Published:Friday | July 10, 2015 | 12:00 AMLivern Barrett

FORTY-FIVE THOUSAND dollars for one hour and $100,000 for four and a half hours – this was part of the $225,000 awarded to a former delivery man for false imprisonment after a high court judge found last month that he was held in police custody for more than five hours on a charge that was later dismissed by a lower court.

Winston Hemans was also awarded $80,000 for malicious prosecution in a civil suit he filed against the State arising from an incident at the Norman Manley International Airport (NMIA) in Kingston in July 2005.

Justice Evan Brown, however, dismissed Hemans’ claim for aggravated or exemplary damages against the arresting officer, identified as Constable Andrew Anderson.

“There was ... nothing in the circumstances of the arrest of the claimant [Hemans], whether at the arrival area [at NMIA] or at the police station, that suggested that the first defendant [Anderson] behaved in a highhanded, insulting, malicious or oppressive manner,” Brown wrote in his ruling.

Hemans claimed, in court documents, that he parked his motor car at the NMIA on July 19, 2005, and was heading to the arrival area to deliver a package when he was approached from behind by Anderson and asked to go with him to the police station located at the airport.

The former delivery man said when he got there, he was arrested and charged with the offence of failing to leave the airport. Hemans said he was placed in custody and remained there until he was granted bail some time after 6 o’clock that evening.

After three court appearances between July and August that year, prosecutors decided to drop the charge against him in September.

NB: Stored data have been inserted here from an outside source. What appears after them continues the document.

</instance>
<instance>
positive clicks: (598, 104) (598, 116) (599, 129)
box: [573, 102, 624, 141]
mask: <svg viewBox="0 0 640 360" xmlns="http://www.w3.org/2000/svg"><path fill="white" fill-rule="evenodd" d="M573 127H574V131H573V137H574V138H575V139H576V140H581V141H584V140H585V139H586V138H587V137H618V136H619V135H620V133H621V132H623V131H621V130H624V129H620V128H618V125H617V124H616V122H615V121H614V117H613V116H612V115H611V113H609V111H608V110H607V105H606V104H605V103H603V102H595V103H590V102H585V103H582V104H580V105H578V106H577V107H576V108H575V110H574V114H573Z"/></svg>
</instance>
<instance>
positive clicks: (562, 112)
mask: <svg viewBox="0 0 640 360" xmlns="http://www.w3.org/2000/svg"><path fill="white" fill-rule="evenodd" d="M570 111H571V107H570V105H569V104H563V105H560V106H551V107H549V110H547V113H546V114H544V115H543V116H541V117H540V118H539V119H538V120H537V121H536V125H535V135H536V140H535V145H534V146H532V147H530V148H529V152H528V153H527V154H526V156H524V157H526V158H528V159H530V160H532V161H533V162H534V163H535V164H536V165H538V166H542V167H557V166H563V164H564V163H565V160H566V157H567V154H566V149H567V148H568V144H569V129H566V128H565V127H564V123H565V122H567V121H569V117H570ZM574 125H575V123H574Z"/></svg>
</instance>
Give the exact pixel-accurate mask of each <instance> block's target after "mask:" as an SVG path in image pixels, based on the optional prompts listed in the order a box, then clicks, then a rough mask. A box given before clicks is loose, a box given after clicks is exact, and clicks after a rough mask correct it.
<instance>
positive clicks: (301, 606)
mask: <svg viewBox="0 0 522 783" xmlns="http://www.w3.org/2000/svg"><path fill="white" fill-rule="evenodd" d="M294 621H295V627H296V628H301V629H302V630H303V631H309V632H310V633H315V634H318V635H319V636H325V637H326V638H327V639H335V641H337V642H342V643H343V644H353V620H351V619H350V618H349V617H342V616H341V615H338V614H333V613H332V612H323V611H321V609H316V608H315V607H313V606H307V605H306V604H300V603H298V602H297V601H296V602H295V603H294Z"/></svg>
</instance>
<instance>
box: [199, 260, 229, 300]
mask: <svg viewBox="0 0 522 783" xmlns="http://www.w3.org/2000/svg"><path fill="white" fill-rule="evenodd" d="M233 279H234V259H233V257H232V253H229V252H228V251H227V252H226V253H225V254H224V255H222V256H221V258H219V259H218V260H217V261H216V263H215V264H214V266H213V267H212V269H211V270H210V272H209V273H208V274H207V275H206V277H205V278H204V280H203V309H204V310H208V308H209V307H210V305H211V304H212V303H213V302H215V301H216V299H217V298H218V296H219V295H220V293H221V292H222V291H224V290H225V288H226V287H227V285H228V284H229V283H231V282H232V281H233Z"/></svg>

But Anderson, in his witness statement, said he saw Hemans at the arrival west terminal area – clad in blue jeans and a white shirt – illegally soliciting passengers and collecting money. Anderson claimed that he advised the delivery man that he was committing an offence and ordered him to leave the airport.

“Upon being so ordered, the claimant walked away,” the constable said.

HELD FOR FAILING TO LEAVE AIRPORT

However, he said that later that day, he again saw Hemans soliciting passengers at the airport, and it was at that time that he decided to arrest him for failing to leave the airport. Anderson said a search of the delivery man after the arrest revealed “money the claimant told him was collected from soliciting passengers”.

Brown, after hearing both sides, said the question became whether Hemans was the person Anderson spoke to earlier that day.

“Did he [Anderson] make a mistake? In his witness statement, the first defendant [Anderson] described the person he told to leave the airport as a man dressed in blue jeans and a shirt. However, in the entry made ... in [the] station diary, the first defendant described the claimant [Hemans] as a man dressed in black pants and a blue shirt,” Brown noted.

“The first defendant did not say anything to the claimant aside from asking the claimant to accompany him to the police station, although the claimant required of him a reason. He, thereby, robbed himself of the opportunity to confirm his earlier observations and ground his action in law,” the judge continued.

Brown also raised questions about the constable’s claim in his witness statement that the person he warned about soliciting passengers at the airport walked away. He said an entry in the station diary revealed that “that person was escorted to the bus stop”.

“This is the incongruity ... neither account made any reference to the claimant’s [Hemans] car, which he, admittedly, had at the airport. It strains the limits of the imagination to accept that the claimant would have walked with the first defendant to the bus stop without once mentioning that he had his own mode of transportation to leave the airport,” Brown underscored.